Becoming a homeowner or investing in a real estate property is one of the most important personal and financial decisions a person will make in his lifetime. In a world when social media and the increasing access to the internet are affecting every aspect of life, how does one’s social network affect the decision to purchase a property?
At a REALTOR® University Speaker Series held recently, Dr. Johannes Stroebel presented research that found that one’s social network of friends has an impact on a person’s decision to purchase property. The process works this way: price changes occurring within the geographical area of an individual’s social network impact his/her perception of the attractiveness of property investments as well as actual decisions to purchase real estate.
The research looked at Facebook users who lived in Los Angeles and analyzed how the home price experience of their social network of friends who lived in other geographic areas affected their home purchase decisions. The research found that housing investment is regularly a topic of discussion with the social network. According to the study, about half of the respondents discussed (sometimes or often) whether buying a house is a good investment.
The study found that an increase in the home price experience of an individual’s social network (“friends”) who reside in other geographic areas:
- increased the chances of the individual becoming a homeowner;
- increased the size of the property the individual purchased; and
- increased the individual’s purchase price;
An implication of the study is that an individual whose social network (friends) live in geographic areas where prices are increasing is more likely to purchase a home than an individual whose social network is experiencing greater price variability (some increasing, some decreasing). The effect is larger for individuals who regularly talk to their friends about investing in property. In this regard, social networks can amplify housing upturns and downturns, if home prices are moving in the same direction in many geographic areas.

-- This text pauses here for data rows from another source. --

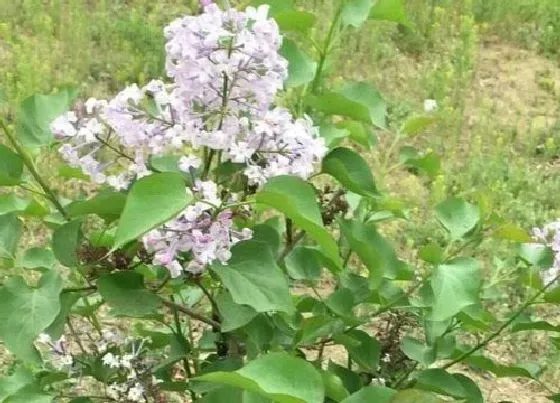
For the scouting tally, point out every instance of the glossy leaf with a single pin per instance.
(125, 293)
(37, 113)
(458, 217)
(36, 258)
(11, 167)
(356, 12)
(389, 10)
(234, 315)
(440, 381)
(26, 311)
(156, 198)
(296, 199)
(301, 68)
(66, 241)
(351, 170)
(370, 394)
(455, 285)
(10, 232)
(253, 278)
(277, 376)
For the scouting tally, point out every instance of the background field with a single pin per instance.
(492, 66)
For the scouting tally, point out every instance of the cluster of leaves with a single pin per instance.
(260, 338)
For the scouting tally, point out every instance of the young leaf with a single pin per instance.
(234, 315)
(277, 376)
(389, 10)
(376, 253)
(156, 199)
(440, 381)
(37, 113)
(356, 12)
(293, 20)
(456, 285)
(458, 217)
(66, 241)
(26, 311)
(253, 278)
(356, 100)
(304, 263)
(370, 394)
(11, 167)
(37, 258)
(10, 232)
(363, 349)
(125, 293)
(108, 204)
(301, 68)
(296, 199)
(351, 170)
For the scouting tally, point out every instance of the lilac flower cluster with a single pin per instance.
(549, 235)
(226, 71)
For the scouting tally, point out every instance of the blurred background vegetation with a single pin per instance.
(491, 65)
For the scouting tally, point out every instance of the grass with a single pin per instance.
(490, 64)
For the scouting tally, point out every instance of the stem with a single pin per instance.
(191, 313)
(494, 335)
(324, 52)
(28, 162)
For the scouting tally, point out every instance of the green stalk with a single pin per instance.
(28, 162)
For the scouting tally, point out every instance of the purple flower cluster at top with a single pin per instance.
(549, 235)
(225, 70)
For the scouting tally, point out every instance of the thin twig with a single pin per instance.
(506, 324)
(191, 313)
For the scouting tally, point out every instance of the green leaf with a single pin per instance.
(389, 10)
(277, 376)
(333, 135)
(351, 170)
(458, 217)
(301, 68)
(304, 263)
(234, 315)
(11, 167)
(376, 253)
(371, 394)
(334, 388)
(66, 241)
(125, 293)
(11, 229)
(296, 199)
(30, 394)
(11, 384)
(26, 311)
(472, 392)
(418, 351)
(456, 285)
(253, 278)
(416, 125)
(156, 198)
(293, 20)
(36, 258)
(37, 113)
(356, 100)
(537, 325)
(440, 381)
(415, 396)
(363, 349)
(510, 232)
(67, 301)
(537, 255)
(356, 12)
(108, 204)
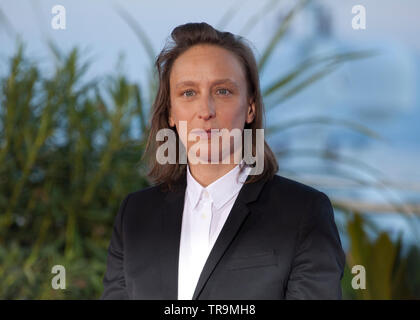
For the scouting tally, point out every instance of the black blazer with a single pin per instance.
(280, 241)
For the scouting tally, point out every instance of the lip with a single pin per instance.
(206, 134)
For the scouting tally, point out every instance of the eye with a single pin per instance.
(187, 91)
(224, 90)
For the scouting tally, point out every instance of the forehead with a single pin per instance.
(207, 62)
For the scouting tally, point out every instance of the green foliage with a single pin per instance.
(390, 274)
(68, 157)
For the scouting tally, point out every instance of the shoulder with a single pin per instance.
(145, 195)
(292, 187)
(280, 191)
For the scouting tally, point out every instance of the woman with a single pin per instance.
(213, 227)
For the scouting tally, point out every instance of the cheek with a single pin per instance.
(234, 118)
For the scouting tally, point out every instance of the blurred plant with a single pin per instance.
(390, 274)
(68, 157)
(70, 151)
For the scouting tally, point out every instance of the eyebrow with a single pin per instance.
(216, 82)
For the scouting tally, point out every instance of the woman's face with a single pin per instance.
(208, 90)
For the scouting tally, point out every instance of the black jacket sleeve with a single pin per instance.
(318, 264)
(114, 281)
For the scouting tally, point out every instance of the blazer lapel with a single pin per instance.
(173, 208)
(171, 235)
(240, 210)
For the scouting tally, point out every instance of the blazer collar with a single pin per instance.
(171, 227)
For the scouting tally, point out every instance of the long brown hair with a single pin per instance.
(184, 37)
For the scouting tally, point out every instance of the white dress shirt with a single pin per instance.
(205, 212)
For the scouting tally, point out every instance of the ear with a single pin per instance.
(251, 112)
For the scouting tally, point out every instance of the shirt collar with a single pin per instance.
(221, 190)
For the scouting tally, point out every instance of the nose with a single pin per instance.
(207, 110)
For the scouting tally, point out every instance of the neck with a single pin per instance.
(205, 174)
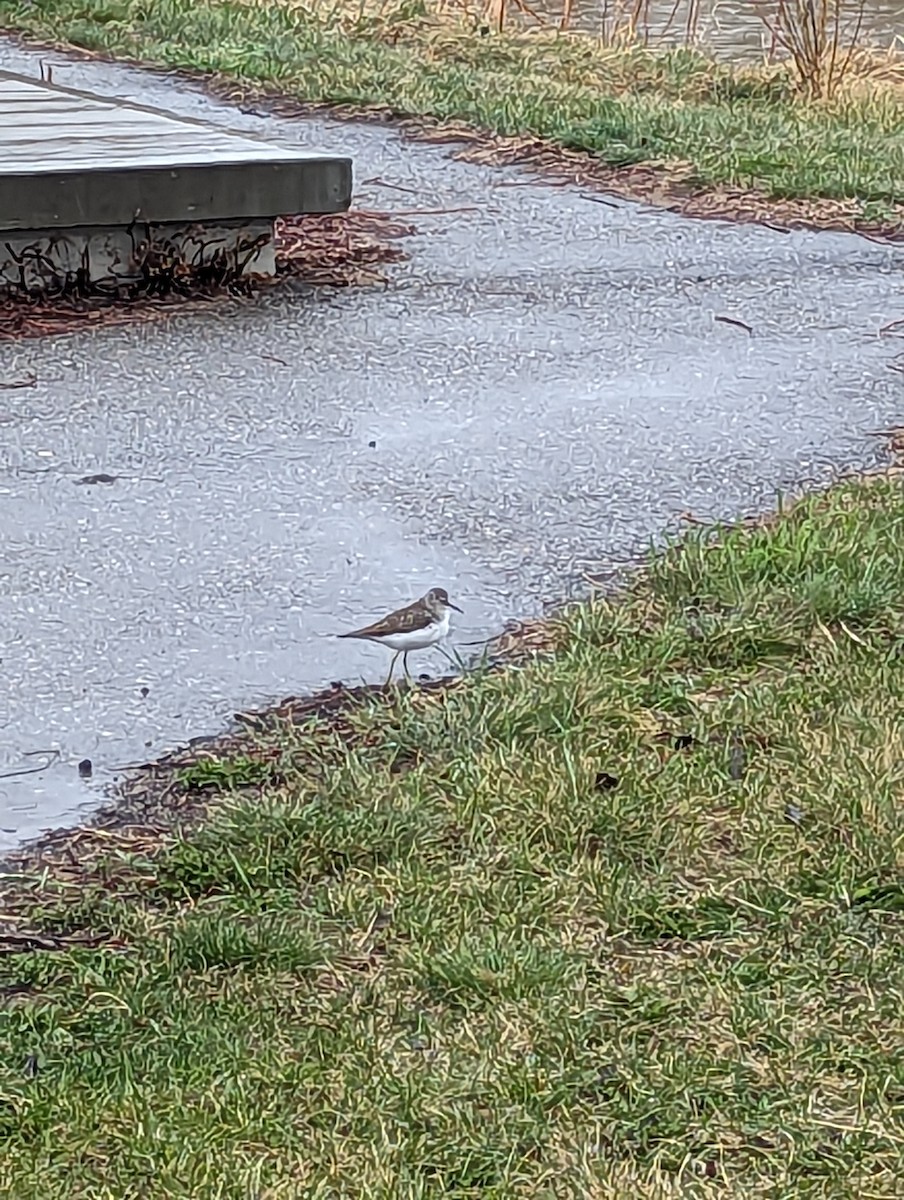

What This Means to REALTORS®: REALTORS® are increasingly using social media, and this active social media presence can potentially create more business opportunities, as individuals become more aware of housing trends in their areas and discuss these trends with their social network friends. According to the 2016 Member Profile, 70 percent use social media, 54 percent reported having a website for five years, and 11 percent have a real estate blog.
About the Speaker
Dr. Johannes Stroebel is Associate Professor of Finance, New York University Stern School of Business. He is also affiliated with the National Bureau of Economic Research, CESifo (Germany-based), and the Center for Economic Policy Research (U.K.-based). His research on asymmetric information in the housing market, housing bubbles, the regulation of consumer financial products, and the impact of climate change on housing has been published in journals such as the Journal of Finance, the Quarterly Journal of Economics, and Econometrica, among others.
To contact the speaker, please email firstname.lastname@example.org.
About REALTOR® University Speaker Series
REALTOR® University provides on-line education on real estate and other topics at the MBA and undergraduate levels. The REALTOR® University Speaker Series provides a venue to learn about and stimulate discussion of economic and real estate issues in support of NAR’s mission as the Voice of Real Estate. The Speaker Series presentations can be accessed on this webpage.
 Held on January 27, 2017 at the NAR Washington D.C. Office
 The research is a collaboration of economists Michael C. Bailey (Facebook), Ruiqing Cao (Harvard University), Theresa Kuchler (NYU), and Johannes Stroebel (NYU, NBER, CPER).
 Thanks to Meredith Dunn, Communications Manager, for creating the webinar material.
 The survey data had 1,242 survey responses, 55% male. The respondents’ age ranges between 19 and 75 years, with an average of 46 years, Respondents are spread over 113 Los Angeles zip codes, but 24% (40%) of them live in the 10 (20) most represented zip codes. On average, the Facebook users in the sample data had 420+ friendship links, and even those in the 25th percentile had 117 links.
 The authors measure home price experience of an individual’s social network as the sum of the share of the individual’s network N who live in county c multiplied by the price changes in county c between December 2008 and December 2010.